Rules vs. Principles

There’s a fascinating piece in the latest New Yorker by James Surowiecki on the difference between rules-based and principle-based regulation:

It’s something like the difference between football and soccer. Football, like most American sports, is heavily rule-bound. There’s an elaborate rulebook that sharply limits what players can and can’t do (down to where they have to stand on the field), and its dictates are followed with great care. Soccer is a more principles-based game. There are fewer rules, and the referee is given far more authority than officials in most American sports to interpret them and to shape game play and outcomes. For instance, a soccer referee keeps the game time, and at game’s end has the discretion to add as many or as few minutes of extra time as he deems necessary. There’s also less obsession with precision—players making a free kick or throw-in don’t have to pinpoint exactly where it should be taken from. As long as it’s in the general vicinity of the right spot, it’s O.K.

The focus of Surowiecki’s piece is financial: he notes that

… a principles-based system has real virtues.

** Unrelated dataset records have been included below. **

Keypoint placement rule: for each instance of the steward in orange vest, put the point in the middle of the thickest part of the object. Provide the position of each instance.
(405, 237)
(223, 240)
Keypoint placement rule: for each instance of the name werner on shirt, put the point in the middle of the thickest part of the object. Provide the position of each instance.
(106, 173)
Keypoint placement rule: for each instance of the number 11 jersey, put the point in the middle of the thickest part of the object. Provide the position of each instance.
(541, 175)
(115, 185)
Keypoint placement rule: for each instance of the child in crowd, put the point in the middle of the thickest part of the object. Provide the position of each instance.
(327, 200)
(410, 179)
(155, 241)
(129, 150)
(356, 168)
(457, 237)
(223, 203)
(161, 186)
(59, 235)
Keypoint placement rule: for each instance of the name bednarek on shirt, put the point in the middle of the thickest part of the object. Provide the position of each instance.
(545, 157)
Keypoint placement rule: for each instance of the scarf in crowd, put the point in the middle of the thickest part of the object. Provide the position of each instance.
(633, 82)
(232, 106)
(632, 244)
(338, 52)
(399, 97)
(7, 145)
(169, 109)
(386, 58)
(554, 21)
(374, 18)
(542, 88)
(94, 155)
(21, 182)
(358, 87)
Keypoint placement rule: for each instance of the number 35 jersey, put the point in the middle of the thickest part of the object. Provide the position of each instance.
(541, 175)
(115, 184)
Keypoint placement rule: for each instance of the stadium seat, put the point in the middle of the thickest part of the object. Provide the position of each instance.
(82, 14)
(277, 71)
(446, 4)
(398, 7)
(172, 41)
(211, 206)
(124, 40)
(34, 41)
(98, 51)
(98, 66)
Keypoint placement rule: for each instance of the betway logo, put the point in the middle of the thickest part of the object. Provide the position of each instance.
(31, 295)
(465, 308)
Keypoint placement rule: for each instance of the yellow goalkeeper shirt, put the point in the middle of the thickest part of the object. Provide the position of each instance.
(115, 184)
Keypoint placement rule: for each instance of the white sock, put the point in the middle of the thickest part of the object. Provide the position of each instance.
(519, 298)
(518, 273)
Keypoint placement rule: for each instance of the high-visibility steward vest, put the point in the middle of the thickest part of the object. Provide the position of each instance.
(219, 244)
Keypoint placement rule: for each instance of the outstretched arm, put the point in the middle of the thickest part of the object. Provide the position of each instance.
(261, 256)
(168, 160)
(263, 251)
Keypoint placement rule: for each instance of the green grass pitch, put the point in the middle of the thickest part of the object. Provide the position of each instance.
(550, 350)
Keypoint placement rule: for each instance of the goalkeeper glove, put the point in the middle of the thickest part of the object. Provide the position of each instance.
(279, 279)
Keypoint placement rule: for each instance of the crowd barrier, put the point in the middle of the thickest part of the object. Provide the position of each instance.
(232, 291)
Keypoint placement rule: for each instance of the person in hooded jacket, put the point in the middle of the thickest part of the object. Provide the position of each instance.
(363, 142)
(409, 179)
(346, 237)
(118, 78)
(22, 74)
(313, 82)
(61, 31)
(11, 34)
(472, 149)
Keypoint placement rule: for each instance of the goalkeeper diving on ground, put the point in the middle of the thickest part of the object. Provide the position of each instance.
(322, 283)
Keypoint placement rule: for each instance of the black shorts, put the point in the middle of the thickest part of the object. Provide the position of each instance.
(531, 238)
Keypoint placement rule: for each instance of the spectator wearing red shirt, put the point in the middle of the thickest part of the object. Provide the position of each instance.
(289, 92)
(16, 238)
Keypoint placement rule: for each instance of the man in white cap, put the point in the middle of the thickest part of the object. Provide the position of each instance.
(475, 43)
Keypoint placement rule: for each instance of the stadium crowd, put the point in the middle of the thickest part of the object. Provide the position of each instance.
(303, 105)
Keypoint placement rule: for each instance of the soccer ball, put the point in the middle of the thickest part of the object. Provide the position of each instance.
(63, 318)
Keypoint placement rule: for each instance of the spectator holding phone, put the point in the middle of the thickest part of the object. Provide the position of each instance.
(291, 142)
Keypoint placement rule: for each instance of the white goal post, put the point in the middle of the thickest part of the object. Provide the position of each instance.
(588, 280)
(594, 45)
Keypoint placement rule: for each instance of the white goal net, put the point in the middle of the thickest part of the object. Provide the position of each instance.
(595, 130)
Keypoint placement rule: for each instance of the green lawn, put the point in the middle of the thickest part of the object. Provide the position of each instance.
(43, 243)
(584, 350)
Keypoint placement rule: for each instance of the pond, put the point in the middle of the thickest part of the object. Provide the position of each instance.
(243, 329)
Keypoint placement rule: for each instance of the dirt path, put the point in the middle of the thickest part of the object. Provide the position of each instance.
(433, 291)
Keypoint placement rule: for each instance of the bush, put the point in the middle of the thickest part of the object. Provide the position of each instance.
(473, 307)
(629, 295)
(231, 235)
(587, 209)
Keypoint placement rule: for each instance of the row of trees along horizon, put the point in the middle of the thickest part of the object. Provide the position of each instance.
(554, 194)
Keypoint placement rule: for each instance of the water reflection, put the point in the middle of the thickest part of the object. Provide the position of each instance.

It can make life easier for honest corporations, since they have to spend less time complying with overly complex rules, and also thwart dishonest ones, since regulators can spend more time looking at the substance, rather than the minutiae, of corporate bad behavior. It has been argued that Enron might have found it harder to get away with its shenanigans under a principles-based system, since many of the company’s gambits, while following U.S. accounting rules, nonetheless violated fundamentals of financial reporting.

But I really think this reflects a much deeper difference between the U.S. and (particularly) Europe. I see it in the legal systems, in politics, in education…
In any case, as Surowiecki notes, the bottom line is inescapable: good regulation requires good regulators. And that’s true worldwide – just as any Premier League fan about the state of refereeing!